Interview Willy van Wanrooij

28-01-2023

Vanaf 1976 was Willy van Wanrooij de monteur van Wil Hartog en dat bleek een hele goede combinatie te zijn. Diverse successen werden er geboekt en het meest spraakmakende was wel de TT overwinning van Wil Hartag in Assen 1977. Dit alles is nu ruim 45 jaar geleden en via de mail leggen we Willy een aantal vragen voor want we willen graag meer weten over deze grandioze successen.

 

1. Willy, hoe ben je als monteur in de motorsport terecht gekomen?

Vroeger in de jaren ’60 was ik een zeker niet onverdienstelijke motorcrosser. Aan deze aspiraties kwam echter in 1966 abrupt een eind. Tijdens een motorcrosswedstrijd in Amstenrade (L) kreeg ik een grote steen door mijn bril op mijn oog (destijds hadden we nog zeker niet de beschermmiddelen van tegenwoordig, helaas) en heb daarna 13 weken in het ziekenhuid gelegen. Na dit ongeval heb ik me uit voorliefde voor de motorsport en de techniek toegelegd op het onderhouden, en met name het tunen van motorblokken, voor de wedstrijdsport. Eerst in de motorcross en daarna eveneens voor de motorwegrace en later ook de kartsport.

2. Hoe kwam je als monteur bij het Riemersma team terecht?
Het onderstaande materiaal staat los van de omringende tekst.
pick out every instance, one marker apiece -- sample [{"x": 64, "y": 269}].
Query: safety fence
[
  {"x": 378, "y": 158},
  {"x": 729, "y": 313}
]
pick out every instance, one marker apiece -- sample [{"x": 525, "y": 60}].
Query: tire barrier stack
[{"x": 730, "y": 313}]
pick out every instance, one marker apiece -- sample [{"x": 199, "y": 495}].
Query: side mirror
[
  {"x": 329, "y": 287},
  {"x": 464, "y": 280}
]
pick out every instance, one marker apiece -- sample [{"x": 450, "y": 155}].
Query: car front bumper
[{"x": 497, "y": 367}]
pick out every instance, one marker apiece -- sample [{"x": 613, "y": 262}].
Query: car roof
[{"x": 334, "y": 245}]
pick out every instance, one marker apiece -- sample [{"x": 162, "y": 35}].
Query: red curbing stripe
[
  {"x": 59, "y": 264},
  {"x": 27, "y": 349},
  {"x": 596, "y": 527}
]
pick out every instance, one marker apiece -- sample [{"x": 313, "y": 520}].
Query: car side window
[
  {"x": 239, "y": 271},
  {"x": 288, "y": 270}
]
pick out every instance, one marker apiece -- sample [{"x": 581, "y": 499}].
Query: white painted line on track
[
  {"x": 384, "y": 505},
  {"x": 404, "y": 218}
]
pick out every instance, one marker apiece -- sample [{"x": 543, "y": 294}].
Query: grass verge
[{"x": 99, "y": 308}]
Ton Riemersma had meerdere bedrijven en was o.a. importeur van Honda motorfietsen. Ik was hier in loondienst werkzaam als motormonteur. Ton Riemersma was echter ook hoofdsponsor van Wil Hartog in de wegracerij. Prive werkte ik thuis vanuit mijn volledig ingerichte werkplaats, hobbymatig aan wedstrijdmotoren en legde ik mij meer en meer toe op het tunen van motorblokken. In die tijd werkte ik als monteur voor Boet van Dulmen en dit niet zonder succes. Ton Riemersma kon het maar moeilijk verkroppen dat de door hem gesponsorde coureur Wil Hartog regelmatig voorbij werd gereden door Boetje, dit mede door toedoen van een door Ton Riemersma zelf betaalde monteur haha. Toen moest ik op een dag, terwijl ik bij de Honda importeur aan het werk was, bij Ton Riemersma op kantoor komen en daar zat ook Wil Hartog. We hebben een goed gesprek gehad en ze hebben me toen een goed voorstel gedaan en vanaf het seizoen 1976 werd ik de vaste monteur van Wil Hartog.

3. Toen je voor Wil ging sleutelen was dat het eerste jaar van de Suzuki RG-500, wat vond je van deze motorfiets?

Die fiets was prachtig en met niets te vergelijken met alles hetgeen ik daarvoor aan gewerkt had. Voor de tijd echt iets revolutionairs en een echte racemotor.

4. Wat werd er gedaan om de fiets lichter en sneller te krijgen?

De eerste prioriteit was om de betrouwbaarheid te vergroten. Een mooie en snelle motorfiets hebben maar daarmee uiteindelijk de finishvlag niet kunnen halen dat schiet natuurlijk niet op. Ik heb altijd een passie gehad voor meten, en meten is weten. Zodoende kon ik ook de juiste producten bij elkaar zoeken en op elkaar afstemmen (de maattoleranties van bijvoorbeeld zuigers en cilinders was in die tijd niet zo nauwkeurig als tegenwoordig). Om een motor sneller te krijgen pakte ik zowat elk onderdeel in een blok aan om deze naar eigen inzicht te optimaliseren. Zo was ik in de werkplaats vaak uren en uren aan het frezen in bijvoorbeeld cilinders en carters. En op de circuits zochten we vooral naar de juiste afstellingen, zowel qua gearing als carburateur afstellingen. Maar een belangrijk aspect was (en tegenwoordig nog steeds!) ook de communicatie met de coureur en het gevoel dat de coureur had met de motor. Dat probeerde ik dan weer te vertalen in de werkplaats naar een oplossing. In die tijd hadden we nog geen computer hulpmiddelen en van telemetrie had nog nooit iemand van gehoord. In het begin konden we alleen gewicht besparen door te zorgen dat we niet teveel benzine in de tank gooiden.  Vanaf het moment dat we een fabrieksteam werden kregen we pas echt toegang tot de eerste licht gewicht materialen o.a. aluminium tandwielen, titanium bouten en moeren, titanium carburateurs.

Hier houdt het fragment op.